Gilded Heights Apartment Complex, Room #67
As the hours passed by with no sign of a foaming at the mouth murderer, Emerald found her fear dissipating and her curiosity swelling. There she sat smack in the middle of an apartment owned by one of the police department’s finest detectives, and she’d wasted so much of the time she could have used for sleuthing.
It wasn’t every day she had a direct tap to free information about an easily manipulated man in an authoritative position— but even as she rummaged about his apartment she found her heart wasn’t truly in it. She was no saint by any means, but the idea of using the man who had been nothing but understanding of her situation left a bad and bitter taste on her tongue. And if she was being completely honest, she had never felt more alone than she felt right now. Was isolating herself by turning her only real connection left into a tool really in her best interest?
It made her sad. A genuine cop was hard to come by these days, and she could tell just by looking at him that the city was eating him alive for it, albeit slowly.
She shook the thoughts out, pulling the blanket she had strewn about her shoulders tighter. A stupid line of thinking. His motivations were purely self serving, that’s all anyone’s were. She had vigilantly taught herself this and cursed herself for forgetting. If it weren’t for her doe eyes and soft skin he would have left her there in the gore. He would have become pathetically blind to her plight, for what even is plight if not belonging to a lovely woman? What was her deformed mother’s plight to the detective who wrote off her assault as an occupational hazard? Emerald clung to her beauty like a child to its mother for it was all she had in this world to keep her head above water and keep air in her lungs. It was all she had to keep herself from disappearing in the muck she surrounded herself with.

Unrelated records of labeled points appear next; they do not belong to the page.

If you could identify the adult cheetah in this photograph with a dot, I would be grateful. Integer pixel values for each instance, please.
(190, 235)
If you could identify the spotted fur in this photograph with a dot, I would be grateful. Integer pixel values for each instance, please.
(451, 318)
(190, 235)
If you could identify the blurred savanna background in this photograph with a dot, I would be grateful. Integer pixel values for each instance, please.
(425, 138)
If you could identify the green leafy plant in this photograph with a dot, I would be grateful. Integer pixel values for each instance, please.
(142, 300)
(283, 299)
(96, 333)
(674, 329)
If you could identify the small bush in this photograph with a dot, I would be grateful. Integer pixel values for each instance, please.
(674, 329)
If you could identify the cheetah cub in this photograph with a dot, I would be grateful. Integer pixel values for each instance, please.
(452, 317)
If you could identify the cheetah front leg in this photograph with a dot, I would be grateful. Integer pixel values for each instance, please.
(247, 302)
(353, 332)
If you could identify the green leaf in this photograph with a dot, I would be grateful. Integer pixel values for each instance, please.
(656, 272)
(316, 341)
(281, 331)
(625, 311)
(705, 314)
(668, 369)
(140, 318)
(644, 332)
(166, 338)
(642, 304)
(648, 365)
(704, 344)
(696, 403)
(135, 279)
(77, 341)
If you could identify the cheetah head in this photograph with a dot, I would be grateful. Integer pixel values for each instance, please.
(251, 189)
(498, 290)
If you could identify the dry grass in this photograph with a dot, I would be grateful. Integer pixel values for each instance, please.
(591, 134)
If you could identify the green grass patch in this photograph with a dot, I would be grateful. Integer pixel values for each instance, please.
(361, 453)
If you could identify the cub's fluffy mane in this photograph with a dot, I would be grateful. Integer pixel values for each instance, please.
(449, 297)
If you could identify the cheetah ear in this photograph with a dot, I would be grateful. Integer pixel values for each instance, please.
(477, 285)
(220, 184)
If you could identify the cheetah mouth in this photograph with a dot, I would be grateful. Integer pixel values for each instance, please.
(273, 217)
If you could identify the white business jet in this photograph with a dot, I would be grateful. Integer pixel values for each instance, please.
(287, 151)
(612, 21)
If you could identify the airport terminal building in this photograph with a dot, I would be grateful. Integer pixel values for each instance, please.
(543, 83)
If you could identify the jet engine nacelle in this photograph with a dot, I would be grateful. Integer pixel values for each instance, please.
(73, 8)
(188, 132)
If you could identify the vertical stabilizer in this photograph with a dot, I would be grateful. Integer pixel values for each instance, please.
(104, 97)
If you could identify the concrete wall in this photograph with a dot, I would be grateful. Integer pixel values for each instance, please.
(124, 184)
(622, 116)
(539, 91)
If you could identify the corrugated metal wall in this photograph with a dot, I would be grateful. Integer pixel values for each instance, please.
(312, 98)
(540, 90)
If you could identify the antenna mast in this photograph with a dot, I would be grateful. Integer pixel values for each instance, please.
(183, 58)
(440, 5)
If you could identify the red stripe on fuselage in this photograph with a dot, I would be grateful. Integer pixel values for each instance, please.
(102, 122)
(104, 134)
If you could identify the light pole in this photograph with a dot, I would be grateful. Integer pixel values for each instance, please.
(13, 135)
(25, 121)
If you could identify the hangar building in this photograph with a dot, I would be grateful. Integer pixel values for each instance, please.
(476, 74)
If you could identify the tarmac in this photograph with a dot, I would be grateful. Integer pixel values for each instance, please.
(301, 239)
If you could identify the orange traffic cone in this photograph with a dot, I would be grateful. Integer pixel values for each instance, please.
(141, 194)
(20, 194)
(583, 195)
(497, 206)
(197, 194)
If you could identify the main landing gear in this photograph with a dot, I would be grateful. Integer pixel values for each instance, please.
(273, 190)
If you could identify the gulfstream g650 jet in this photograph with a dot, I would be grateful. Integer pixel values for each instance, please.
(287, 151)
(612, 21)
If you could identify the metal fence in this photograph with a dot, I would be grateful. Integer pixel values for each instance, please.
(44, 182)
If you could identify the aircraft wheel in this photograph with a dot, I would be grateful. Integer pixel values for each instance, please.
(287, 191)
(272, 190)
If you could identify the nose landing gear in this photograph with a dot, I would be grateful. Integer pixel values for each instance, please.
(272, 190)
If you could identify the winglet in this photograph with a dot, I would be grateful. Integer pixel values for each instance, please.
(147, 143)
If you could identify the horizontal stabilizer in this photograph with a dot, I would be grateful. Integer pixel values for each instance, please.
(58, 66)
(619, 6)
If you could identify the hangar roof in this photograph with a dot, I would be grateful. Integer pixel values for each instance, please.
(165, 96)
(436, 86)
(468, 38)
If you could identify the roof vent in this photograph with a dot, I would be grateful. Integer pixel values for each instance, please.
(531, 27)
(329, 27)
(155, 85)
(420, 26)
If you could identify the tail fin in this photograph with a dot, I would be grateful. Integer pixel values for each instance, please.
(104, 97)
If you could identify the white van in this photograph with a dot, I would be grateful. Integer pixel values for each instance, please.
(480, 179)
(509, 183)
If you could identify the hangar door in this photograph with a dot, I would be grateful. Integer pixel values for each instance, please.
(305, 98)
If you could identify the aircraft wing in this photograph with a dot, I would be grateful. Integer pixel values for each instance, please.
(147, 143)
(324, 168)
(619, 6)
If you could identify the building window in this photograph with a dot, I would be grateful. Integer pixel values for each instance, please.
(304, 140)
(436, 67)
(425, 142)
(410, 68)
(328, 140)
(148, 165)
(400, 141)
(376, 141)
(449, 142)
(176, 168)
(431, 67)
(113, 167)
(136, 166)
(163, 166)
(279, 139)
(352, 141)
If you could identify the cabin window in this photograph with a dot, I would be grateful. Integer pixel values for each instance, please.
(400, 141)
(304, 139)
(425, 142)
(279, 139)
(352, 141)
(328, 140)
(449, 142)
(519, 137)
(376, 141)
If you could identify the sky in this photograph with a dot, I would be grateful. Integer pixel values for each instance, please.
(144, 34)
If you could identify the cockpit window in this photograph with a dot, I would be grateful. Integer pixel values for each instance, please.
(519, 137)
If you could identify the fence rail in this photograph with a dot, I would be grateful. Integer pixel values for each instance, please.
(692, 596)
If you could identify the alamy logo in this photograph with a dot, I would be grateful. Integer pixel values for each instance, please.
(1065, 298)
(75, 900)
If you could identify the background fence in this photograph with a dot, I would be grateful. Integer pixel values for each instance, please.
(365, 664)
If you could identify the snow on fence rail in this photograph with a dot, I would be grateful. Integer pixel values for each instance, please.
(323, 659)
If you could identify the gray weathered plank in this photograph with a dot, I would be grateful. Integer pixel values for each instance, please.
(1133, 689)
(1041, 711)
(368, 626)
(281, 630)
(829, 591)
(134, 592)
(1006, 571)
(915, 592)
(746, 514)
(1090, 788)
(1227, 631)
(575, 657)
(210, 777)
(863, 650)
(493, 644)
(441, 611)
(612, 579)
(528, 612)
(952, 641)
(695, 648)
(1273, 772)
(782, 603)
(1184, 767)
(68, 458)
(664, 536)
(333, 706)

She would use him like he no doubt thought of using her. It’s what he deserved. It’s what all men deserved.
She paused, slowly turning with a flick of her hair to examine a reflective glint in the bottom drawer of his bedside table. She gently slid the old thing open, hungry eyes and nosy fingers locking in on the picture frame she found within. A woman’s face smiled back at her, eyes wrinkling at the corners. As she ran her thumb down the woman’s pictured cheek, she looked about the apartment again.
“Detective Gallagher you are my favorite riddle yet.” She declared to the empty space, clutching the picture to her breast thoughtfully.